2019 RAM 1500 front quarter

It’s a bad week for owners of current- and older-gen Ram pickups, assuming they’re safety conscious and have busy summer schedules. Fiat Chrysler Automobiles launched two recalls this week targeting its full-size trucks; the latest being a voluntary callback of nearly 343,000 2019 and 2020 Ram 1500s over a software glitch that could disable airbags and seat belt pretensioners.

Then there’s the voluntary recall of old-gen Ram 1500s from the 2018 and 2019 model years (Ram “Classic” for 2019) that could drop their driveshaft while driving.

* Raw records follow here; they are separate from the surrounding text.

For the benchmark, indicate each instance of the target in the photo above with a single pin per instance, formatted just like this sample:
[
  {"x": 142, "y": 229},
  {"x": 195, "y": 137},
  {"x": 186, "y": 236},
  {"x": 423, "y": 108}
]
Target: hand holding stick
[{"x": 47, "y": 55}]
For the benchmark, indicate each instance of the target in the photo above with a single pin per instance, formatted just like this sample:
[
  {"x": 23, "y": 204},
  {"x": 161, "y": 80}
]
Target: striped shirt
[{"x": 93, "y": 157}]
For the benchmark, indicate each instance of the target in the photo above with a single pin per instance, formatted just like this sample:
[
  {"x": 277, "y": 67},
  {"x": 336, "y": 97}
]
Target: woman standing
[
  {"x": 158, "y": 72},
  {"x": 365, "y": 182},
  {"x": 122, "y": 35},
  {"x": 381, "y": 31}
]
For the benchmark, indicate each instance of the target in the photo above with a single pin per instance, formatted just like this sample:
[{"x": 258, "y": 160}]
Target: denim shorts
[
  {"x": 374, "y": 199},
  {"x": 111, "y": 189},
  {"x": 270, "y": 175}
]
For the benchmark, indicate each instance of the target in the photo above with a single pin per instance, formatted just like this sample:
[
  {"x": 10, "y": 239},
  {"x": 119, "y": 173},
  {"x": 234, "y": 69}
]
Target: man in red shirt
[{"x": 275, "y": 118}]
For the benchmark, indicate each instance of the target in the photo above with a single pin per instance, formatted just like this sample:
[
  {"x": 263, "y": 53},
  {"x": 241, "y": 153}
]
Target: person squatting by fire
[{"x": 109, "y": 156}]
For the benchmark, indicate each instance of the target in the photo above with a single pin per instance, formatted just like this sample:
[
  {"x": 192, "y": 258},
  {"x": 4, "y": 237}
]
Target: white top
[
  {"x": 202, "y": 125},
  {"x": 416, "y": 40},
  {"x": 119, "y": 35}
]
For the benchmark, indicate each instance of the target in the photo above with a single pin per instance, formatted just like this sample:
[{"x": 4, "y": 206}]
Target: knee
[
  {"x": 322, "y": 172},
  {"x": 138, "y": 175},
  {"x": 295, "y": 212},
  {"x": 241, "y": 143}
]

First, the airbags. According to documents sent to the National Highway Traffic Safety Administration, Fiat Chrysler claims, “The flash memory of the Occupant Restraint Controller
(ORC) may become corrupted, disabling the vehicle’s air bags and seat belt pretensioners.”

ORCs with updated software came online within the last couple of months, so not that many 2020 Rams contain the potential glitch. The recalls covers 295,981 Ram 1500s sold in the United States.

“Once the vehicle is keyed-off, the ORC begins normal routines under its own power reserve. If the ORC powers down and interrupts a memory erase process, data corruption could occur,” FCA stated. “Memory cleanup does not occur every key-off, not all interruptions will cause corruption, reserve time will vary, and other factors make the occurrence highly variable.”

Recall notices should hit mailboxes around July 20th, with owners reimbursed for any expenses incurred by the fix. As of May 20th, there are no known incidents associated with the issue.

2019 Ram 1500 Classic Warlock_1

As for the old-gen Ram, which FCA keeps around because why not, a less-than-ideal weld is the culprit in the driveshaft recall. On 10,160 2018-2019 Ram 1500s, a weld between the driveshaft tube and tub yoke may fracture, leading the truck to grow a tail that scrapes along the roadway. It goes without saying that drivers may notice a sudden loss of power.

The driveshaft recall came after six warranty claims sparked an investigation, though FCA says it is not aware of any injuries or accidents stemming from the problem. Recall notices should arrive in mid-June.

[Images: Fiat Chrysler Automobiles]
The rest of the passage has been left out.